The gunman were a part of an Islamic Radical Group who took offence to the magazines printing images of their prophet Muhammad, and at 11:30 a.m., the gunmen entered the offices of “Charlie Hebdo” and forced their way into the second floor offices before opening fire and calling for specific cartoonist and journalists, who were then executed, as the men yelled out “We have avenged the Prophet Muhammad”.

While this is a major tragedy it raises the issue of Freedom of Press and Religion. Many in the west are coming to the aid of the French Journalists, coining the phrase “Je suis Charlie” or “I am Charlie.” It started as a rally for the victims but has grown into a movement of defending free speech and protection from armed threats.

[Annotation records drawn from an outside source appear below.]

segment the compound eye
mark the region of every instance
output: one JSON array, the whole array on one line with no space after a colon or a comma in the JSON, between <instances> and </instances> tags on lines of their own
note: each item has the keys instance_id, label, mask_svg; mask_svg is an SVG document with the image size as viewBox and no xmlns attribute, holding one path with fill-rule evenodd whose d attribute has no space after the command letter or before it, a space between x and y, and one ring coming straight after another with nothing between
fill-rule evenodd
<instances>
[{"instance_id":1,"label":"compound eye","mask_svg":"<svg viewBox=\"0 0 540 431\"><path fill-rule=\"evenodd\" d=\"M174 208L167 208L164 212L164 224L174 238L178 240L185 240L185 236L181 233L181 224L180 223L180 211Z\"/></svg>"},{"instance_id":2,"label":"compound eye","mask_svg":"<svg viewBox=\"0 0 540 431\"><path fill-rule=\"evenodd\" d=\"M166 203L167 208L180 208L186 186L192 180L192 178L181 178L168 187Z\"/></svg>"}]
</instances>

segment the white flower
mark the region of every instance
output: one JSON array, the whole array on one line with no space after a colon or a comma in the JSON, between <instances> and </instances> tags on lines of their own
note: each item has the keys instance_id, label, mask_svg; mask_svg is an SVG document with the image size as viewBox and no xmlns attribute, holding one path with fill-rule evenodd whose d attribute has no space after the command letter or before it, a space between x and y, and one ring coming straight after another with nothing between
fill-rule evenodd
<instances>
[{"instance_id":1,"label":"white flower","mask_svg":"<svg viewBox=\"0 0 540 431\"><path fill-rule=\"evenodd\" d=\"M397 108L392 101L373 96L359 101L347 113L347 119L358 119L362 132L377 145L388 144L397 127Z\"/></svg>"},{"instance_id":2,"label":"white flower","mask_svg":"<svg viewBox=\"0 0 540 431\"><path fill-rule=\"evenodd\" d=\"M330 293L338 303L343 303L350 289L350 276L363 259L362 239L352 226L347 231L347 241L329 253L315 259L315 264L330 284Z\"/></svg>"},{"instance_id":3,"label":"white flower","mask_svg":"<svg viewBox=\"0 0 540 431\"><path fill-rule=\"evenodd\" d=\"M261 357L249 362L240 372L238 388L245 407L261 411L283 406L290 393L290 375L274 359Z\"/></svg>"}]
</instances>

However, many in the east feel that “Je suis Charlie” is a direct insult to their religion and that the gunman were defending their religion reinforcing that Muhammad’s image should not be printed.  In an Algerian newspaper, Habib Rashdin criticizes the French government for helping Charlie Hebdo, saying that funding the newspapers new edition “violates all red lines, and is an open crusade against Muslims.” That being said, not everyone in the Muslim world agrees with Rashdin. Turkish writer Mustafa Akyol made this statement regarding the anger coming from the east.

“Rage is a sign of nothing but immaturity,” Akyol said. “The power of any faith comes not from its coercion of critics and dissenters. It comes from the moral integrity and the intellectual strength of its believers.”